The government must prioritise the stabilisation of trade relations with both the UK and EU to protect the sector from the divorce’s negative effects
If the UK leaves the EU without a deal on the one hand, and fails to conclude a trade arrangement with Sacu on the other, SA may face tariff increases on 70 automotive product lines, according to the commodity codes published by the UK. Out of these 70 tariff lines, four accounted for 84%-86% of exports over the 2016/2017 period. In 2018 the same four tariff lines accounted for 99.8% of R6.6bn in SA vehicle exports to the UK.

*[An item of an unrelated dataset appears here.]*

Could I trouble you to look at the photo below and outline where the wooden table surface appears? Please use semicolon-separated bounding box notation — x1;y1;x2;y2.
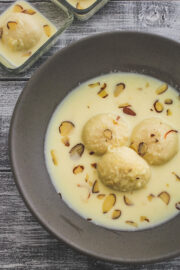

These four tariff lines include various petrol and diesel engine vehicles, which not only affect major original equipment manufacture exporters in SA, but also a host of component manufacturers that support the production and export of these vehicles. Stability is key in the short term, but all may not be doom and gloom in the longer run. In the event that this situation plays out, it may present an opportunity for reinvestment into SA’s component manufacturing industry, especially for multinational companies that seek to replace content currently sourced in the UK with SA content to optimise the agreement with the EU.
Meanwhile, some urgent measures will be necessary to cushion the industry from the short-term shock that a cliff-edge “no-deal” Brexit presents, as this could have potentially negative implications for the domestic automotive industry’s development path as aligned to the SA Automotive Masterplan 2035, with repercussions on jobs and GDP.